Si lo que hacía falta era un mayor control de los “negocios”, de los pactos entre funcionarios y empresarios corruptos, o de la cartelización de la obra pública, lo más adecuado hubiera sido disponer de auditorías y abordar los casos de manera específica, antes que cortar de lleno las partidas presupuestarias y abandonar a su mala suerte las inversiones ultramillonarias que el estado argentino venía haciendo desde hace años.
Y contra lo que piensa el mandamás libertario, las obras de infraestructura son una de las mayores usinas generadoras de puestos laborales. Crea empleo directo e indirecto en todos los puntos cardinales de la geografía argentina, además de actuar como dinamizadora de economías locales y regionales.

Además de las reiteradas experiencias en la materia, organismos internacionales y estudios científicos sostienen que la inversión pública tiene un fuerte efecto multiplicador en la economía.
Un informe de la Central de Ideas del Banco Central estimó que cada peso invertido en obra pública genera 2,8 veces su valor en actividad económica adicional en el transcurso de un año, según citó el economista Herrera.

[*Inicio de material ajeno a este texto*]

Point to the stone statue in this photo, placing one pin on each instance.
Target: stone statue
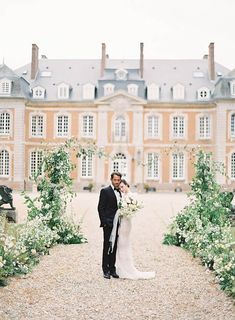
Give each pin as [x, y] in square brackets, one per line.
[6, 198]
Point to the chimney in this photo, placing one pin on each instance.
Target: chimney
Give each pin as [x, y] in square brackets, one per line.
[141, 60]
[34, 61]
[211, 62]
[103, 59]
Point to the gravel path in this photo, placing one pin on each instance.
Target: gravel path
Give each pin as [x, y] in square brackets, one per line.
[68, 284]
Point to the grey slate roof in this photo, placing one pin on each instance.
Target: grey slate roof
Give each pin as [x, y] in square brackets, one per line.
[19, 87]
[165, 73]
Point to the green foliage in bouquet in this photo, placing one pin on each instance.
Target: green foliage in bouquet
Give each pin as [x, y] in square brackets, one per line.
[203, 227]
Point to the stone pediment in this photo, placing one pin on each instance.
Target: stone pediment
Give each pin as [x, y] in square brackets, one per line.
[122, 99]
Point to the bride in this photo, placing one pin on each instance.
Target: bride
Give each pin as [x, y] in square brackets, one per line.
[124, 259]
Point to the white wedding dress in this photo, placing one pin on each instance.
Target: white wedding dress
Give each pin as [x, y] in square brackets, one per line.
[124, 257]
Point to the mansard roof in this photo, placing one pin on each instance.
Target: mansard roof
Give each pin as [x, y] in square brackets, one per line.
[193, 74]
[20, 87]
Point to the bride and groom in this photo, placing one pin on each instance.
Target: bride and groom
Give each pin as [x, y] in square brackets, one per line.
[117, 260]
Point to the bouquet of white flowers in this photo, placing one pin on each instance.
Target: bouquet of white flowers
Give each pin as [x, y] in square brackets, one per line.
[128, 206]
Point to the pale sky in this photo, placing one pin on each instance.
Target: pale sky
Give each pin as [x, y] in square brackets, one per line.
[75, 29]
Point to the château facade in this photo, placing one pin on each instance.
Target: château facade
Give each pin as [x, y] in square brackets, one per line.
[149, 115]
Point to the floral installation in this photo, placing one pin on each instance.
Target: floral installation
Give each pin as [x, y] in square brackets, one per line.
[129, 206]
[204, 228]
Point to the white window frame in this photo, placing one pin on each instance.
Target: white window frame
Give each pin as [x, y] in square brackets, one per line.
[178, 135]
[87, 134]
[159, 131]
[120, 125]
[232, 166]
[5, 162]
[179, 177]
[178, 92]
[38, 159]
[5, 87]
[232, 125]
[133, 89]
[108, 89]
[87, 167]
[203, 94]
[63, 91]
[43, 133]
[232, 88]
[38, 93]
[88, 91]
[7, 125]
[153, 92]
[151, 170]
[120, 163]
[63, 134]
[207, 134]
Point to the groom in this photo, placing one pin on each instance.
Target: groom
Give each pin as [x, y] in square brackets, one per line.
[107, 207]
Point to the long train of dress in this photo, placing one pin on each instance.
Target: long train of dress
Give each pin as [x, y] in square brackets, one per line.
[124, 258]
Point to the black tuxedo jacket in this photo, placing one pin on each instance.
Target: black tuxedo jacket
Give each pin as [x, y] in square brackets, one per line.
[107, 206]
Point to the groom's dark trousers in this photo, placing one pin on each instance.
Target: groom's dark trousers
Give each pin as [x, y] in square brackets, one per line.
[107, 208]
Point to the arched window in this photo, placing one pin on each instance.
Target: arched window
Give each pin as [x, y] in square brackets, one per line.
[204, 127]
[133, 89]
[5, 121]
[153, 166]
[35, 163]
[232, 125]
[178, 165]
[4, 163]
[119, 128]
[62, 125]
[108, 89]
[233, 165]
[120, 164]
[87, 166]
[37, 125]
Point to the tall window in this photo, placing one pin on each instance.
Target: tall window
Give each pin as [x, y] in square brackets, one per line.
[153, 166]
[5, 123]
[62, 126]
[232, 125]
[87, 167]
[4, 163]
[35, 163]
[87, 126]
[63, 91]
[204, 127]
[120, 128]
[133, 89]
[153, 127]
[120, 164]
[5, 87]
[233, 165]
[178, 126]
[178, 166]
[37, 126]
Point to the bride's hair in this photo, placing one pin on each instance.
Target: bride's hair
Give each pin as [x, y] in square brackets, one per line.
[125, 182]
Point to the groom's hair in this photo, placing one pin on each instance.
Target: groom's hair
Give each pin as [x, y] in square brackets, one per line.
[116, 174]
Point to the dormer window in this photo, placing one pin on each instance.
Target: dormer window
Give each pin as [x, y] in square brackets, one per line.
[108, 89]
[232, 88]
[153, 92]
[133, 89]
[63, 91]
[178, 92]
[38, 93]
[203, 94]
[5, 87]
[121, 74]
[88, 91]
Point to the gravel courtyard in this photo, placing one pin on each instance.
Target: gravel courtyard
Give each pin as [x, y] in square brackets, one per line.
[68, 284]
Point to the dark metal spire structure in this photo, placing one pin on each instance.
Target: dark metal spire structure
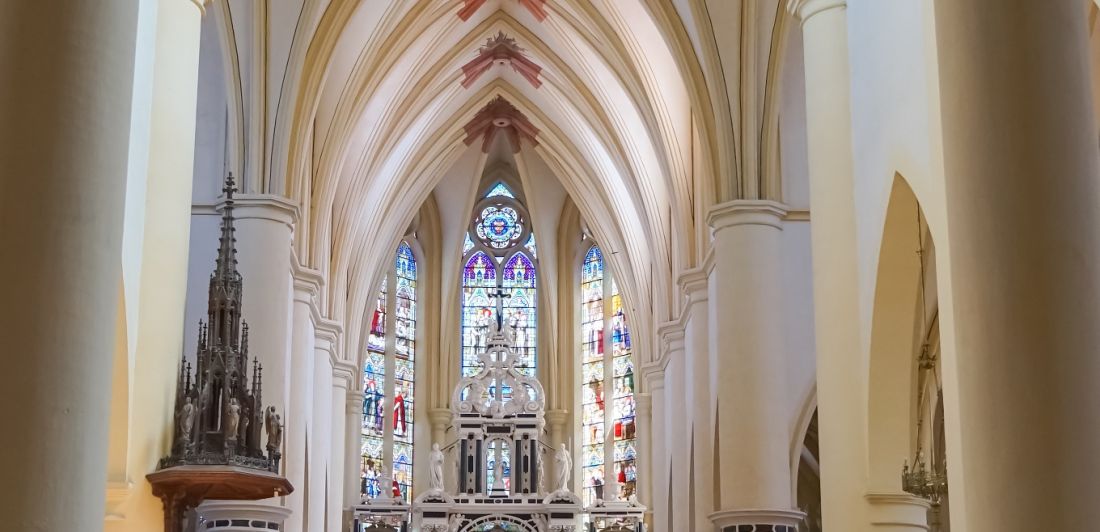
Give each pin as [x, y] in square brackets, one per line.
[219, 411]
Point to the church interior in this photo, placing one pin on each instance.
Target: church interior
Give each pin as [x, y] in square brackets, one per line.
[550, 265]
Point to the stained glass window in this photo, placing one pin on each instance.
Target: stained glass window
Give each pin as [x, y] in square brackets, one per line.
[623, 416]
[479, 308]
[389, 369]
[374, 385]
[608, 444]
[404, 368]
[519, 309]
[499, 276]
[592, 375]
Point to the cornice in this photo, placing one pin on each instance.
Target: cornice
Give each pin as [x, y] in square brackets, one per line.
[262, 207]
[746, 212]
[806, 9]
[757, 516]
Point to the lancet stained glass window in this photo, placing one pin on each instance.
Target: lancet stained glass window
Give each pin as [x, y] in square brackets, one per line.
[592, 376]
[389, 370]
[499, 274]
[608, 444]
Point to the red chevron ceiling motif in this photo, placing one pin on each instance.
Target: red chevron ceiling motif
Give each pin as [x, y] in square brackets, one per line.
[501, 51]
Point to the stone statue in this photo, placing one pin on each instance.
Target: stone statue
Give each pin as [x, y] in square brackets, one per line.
[187, 420]
[563, 464]
[274, 424]
[436, 468]
[232, 419]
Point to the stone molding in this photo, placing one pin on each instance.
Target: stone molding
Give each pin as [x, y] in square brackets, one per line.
[746, 212]
[760, 519]
[894, 509]
[262, 207]
[806, 9]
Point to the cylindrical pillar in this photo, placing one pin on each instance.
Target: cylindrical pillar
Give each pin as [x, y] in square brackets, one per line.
[66, 108]
[842, 358]
[1023, 222]
[750, 357]
[699, 375]
[321, 430]
[264, 230]
[299, 421]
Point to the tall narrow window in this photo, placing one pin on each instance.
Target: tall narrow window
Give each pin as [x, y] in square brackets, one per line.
[498, 276]
[389, 370]
[592, 375]
[608, 445]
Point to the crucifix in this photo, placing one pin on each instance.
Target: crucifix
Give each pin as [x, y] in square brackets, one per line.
[501, 296]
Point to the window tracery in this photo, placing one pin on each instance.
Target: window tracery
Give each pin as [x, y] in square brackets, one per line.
[389, 370]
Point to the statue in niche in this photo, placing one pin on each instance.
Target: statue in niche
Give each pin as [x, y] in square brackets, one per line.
[563, 464]
[274, 424]
[232, 419]
[436, 468]
[187, 420]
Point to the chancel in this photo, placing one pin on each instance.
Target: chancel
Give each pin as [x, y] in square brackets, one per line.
[550, 265]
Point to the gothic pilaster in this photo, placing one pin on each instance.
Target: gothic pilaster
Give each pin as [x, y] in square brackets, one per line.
[749, 362]
[837, 312]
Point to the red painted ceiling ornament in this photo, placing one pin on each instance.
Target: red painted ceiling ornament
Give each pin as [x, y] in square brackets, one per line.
[501, 115]
[501, 51]
[536, 7]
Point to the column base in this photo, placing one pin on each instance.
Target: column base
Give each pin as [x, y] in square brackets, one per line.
[899, 512]
[234, 516]
[757, 520]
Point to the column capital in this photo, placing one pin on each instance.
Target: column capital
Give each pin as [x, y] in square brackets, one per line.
[791, 519]
[746, 212]
[805, 9]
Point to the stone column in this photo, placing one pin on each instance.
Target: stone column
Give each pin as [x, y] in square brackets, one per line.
[353, 435]
[299, 421]
[644, 409]
[699, 440]
[66, 108]
[264, 232]
[837, 311]
[657, 469]
[1023, 222]
[750, 356]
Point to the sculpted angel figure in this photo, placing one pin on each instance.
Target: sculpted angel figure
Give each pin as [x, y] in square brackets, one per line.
[563, 466]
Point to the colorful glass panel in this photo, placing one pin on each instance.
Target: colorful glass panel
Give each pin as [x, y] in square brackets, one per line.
[592, 376]
[499, 189]
[498, 226]
[479, 308]
[404, 368]
[624, 419]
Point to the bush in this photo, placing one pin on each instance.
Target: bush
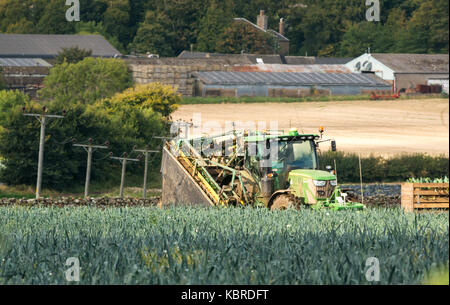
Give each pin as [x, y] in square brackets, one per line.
[124, 125]
[2, 81]
[158, 97]
[86, 81]
[378, 169]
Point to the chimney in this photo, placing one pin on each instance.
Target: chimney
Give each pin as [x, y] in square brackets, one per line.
[262, 20]
[282, 26]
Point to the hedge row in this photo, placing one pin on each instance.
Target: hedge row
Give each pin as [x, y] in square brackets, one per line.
[378, 169]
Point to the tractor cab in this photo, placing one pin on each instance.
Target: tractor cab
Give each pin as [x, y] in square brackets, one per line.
[277, 155]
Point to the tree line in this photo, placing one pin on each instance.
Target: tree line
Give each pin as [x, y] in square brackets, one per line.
[314, 27]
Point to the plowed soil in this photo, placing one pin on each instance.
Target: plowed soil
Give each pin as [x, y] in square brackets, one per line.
[379, 127]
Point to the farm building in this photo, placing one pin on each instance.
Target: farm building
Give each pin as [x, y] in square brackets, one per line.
[269, 58]
[285, 84]
[403, 71]
[262, 22]
[26, 74]
[48, 46]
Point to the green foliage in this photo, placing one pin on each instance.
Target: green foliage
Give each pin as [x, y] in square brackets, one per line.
[244, 37]
[11, 99]
[377, 169]
[323, 28]
[86, 81]
[212, 25]
[97, 28]
[124, 125]
[428, 180]
[2, 81]
[160, 98]
[237, 246]
[72, 55]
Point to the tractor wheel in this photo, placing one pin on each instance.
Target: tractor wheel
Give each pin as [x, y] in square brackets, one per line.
[284, 202]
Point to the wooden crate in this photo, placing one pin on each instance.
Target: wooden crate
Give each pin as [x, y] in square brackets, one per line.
[419, 196]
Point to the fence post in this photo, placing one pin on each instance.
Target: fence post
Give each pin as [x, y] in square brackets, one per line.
[408, 197]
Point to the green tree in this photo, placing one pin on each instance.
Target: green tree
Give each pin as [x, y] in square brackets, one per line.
[154, 36]
[122, 122]
[72, 55]
[243, 37]
[218, 17]
[97, 28]
[86, 81]
[53, 19]
[116, 20]
[428, 30]
[2, 81]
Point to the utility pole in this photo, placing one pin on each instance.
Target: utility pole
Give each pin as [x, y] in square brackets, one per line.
[89, 148]
[146, 151]
[123, 160]
[42, 118]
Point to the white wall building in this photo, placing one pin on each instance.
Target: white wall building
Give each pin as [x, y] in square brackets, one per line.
[403, 71]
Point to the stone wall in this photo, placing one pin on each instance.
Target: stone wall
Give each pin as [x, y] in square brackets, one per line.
[178, 72]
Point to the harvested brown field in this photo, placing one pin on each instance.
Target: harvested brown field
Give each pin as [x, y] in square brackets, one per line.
[379, 127]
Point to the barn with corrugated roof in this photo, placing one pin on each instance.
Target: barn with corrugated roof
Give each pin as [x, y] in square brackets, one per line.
[285, 84]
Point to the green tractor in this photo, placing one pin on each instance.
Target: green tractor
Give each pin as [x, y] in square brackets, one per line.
[275, 169]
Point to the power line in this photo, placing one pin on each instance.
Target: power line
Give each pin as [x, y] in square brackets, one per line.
[146, 151]
[89, 148]
[42, 118]
[124, 161]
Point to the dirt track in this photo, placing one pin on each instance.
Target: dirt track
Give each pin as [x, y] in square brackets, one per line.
[380, 127]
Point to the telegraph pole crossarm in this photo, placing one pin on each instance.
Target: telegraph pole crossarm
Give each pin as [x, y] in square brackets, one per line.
[146, 151]
[89, 148]
[124, 161]
[42, 118]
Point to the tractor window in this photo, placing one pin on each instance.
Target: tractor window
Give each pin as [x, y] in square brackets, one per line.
[298, 154]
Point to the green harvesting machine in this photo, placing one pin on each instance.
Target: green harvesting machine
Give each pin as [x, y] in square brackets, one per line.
[275, 169]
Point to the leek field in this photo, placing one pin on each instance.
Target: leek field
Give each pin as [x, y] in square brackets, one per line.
[219, 246]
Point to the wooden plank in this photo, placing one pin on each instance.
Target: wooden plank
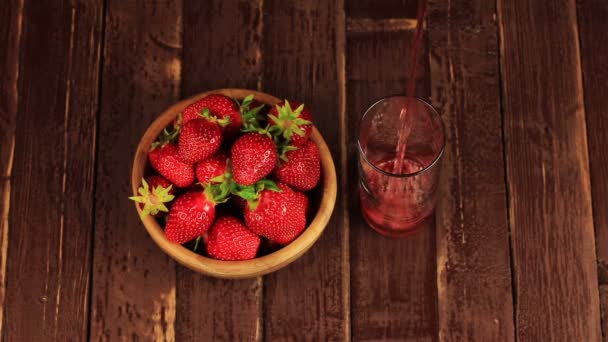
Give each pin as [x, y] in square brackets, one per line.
[604, 312]
[134, 281]
[393, 281]
[221, 50]
[548, 173]
[381, 9]
[11, 16]
[592, 29]
[304, 60]
[473, 267]
[48, 263]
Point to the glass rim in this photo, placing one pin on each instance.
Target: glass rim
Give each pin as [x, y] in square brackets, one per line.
[402, 175]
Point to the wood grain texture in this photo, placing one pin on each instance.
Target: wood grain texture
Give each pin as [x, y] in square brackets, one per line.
[592, 30]
[221, 50]
[551, 224]
[594, 56]
[134, 281]
[11, 17]
[473, 261]
[303, 57]
[393, 281]
[381, 9]
[48, 264]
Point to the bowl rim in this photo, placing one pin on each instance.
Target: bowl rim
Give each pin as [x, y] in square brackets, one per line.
[246, 268]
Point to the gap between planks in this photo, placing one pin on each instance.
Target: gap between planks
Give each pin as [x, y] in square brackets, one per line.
[342, 25]
[7, 173]
[367, 25]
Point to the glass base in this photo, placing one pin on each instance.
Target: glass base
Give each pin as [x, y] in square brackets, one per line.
[403, 231]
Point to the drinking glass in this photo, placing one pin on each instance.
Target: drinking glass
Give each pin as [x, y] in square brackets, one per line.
[396, 204]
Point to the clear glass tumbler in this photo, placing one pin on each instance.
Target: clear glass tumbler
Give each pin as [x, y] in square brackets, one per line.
[397, 204]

Pero, no solo es un motor para la economía. La falta de inversión en obras debilita la infraestructura de un país e impide su desarrollo. No solo se rompen o no se mantienen rutas, tampoco se construyen escuelas, sistemas de agua, cloacas, gas y pavimento, entre otras obras. Y, lo peor, se destruye un país.
Salvo que esa sea la intención original de este gobierno, tan bien camuflada en el discurso anti déficit y pro ajuste, con medidas que solo beneficiarán a “los argentinos de bien”.
Esos que no somos la mayoría, solo un reducido grupo sujeto a las leyes de un líder autoritario y alejado de la realidad de sus compatriotas.